Suppose $ a, b, c, d $ are real numbers and $ r $ is a constant. Which values can $ r $ take to make the following set a subring of ring of $ 2\times 2 $ matrices: $$ \left\{ \begin{bmatrix}a&b\\c&d\end{bmatrix}: a+b+c+d=r \right\} .$$
I was thinking one possibility that $ r=0 $, but I had trouble with showing the multiplication is closed. A little help here?
According to the post below, I'd like to add a paragraph:
Actually, the only possibility for $ r $ is $ 0 $, since the additional identity $ 0 $ must stay in there.

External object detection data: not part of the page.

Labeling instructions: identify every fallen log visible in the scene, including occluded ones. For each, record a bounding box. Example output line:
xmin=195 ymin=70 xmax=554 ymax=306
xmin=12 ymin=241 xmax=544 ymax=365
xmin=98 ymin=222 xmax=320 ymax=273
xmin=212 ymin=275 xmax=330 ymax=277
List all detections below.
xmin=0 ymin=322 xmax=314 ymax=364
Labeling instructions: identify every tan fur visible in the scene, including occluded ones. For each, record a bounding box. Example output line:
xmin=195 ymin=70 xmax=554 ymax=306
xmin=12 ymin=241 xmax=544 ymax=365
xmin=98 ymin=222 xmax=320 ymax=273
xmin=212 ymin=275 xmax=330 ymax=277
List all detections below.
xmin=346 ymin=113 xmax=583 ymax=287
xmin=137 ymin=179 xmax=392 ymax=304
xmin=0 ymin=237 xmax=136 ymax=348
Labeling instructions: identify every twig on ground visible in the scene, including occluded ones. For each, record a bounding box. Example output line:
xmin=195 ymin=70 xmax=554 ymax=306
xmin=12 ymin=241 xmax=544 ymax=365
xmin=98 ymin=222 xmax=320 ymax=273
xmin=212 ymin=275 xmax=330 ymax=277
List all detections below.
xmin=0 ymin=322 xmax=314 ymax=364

$$ \begin{bmatrix}a&b\\c&d\end{bmatrix}\cdot \begin{bmatrix} a^{'} & b^{'}\\c^{'} &d^{'}\end{bmatrix}=\begin{bmatrix} aa^{'}+bc^{'} &ab^{'}+bd^{'}\\ca^{'}+dc^{'}&cb^{'}+dd^{'}\end{bmatrix} $$
In fact, the set can only be a subring, if it is an additive subgroup first. So the zero matrix should be in the set. This necessarily means $r=0$. Now multiply two such matrices. What do you get? Try to find a counterexample with specific matrices.
More explicitly, try $$ A=\begin{pmatrix} 10 & 25 \cr 0 & -35 \end{pmatrix} B=\begin{pmatrix} 1 & 1 \cr -1 & -1 \end{pmatrix} $$ Then $AB$ is no longer in the set.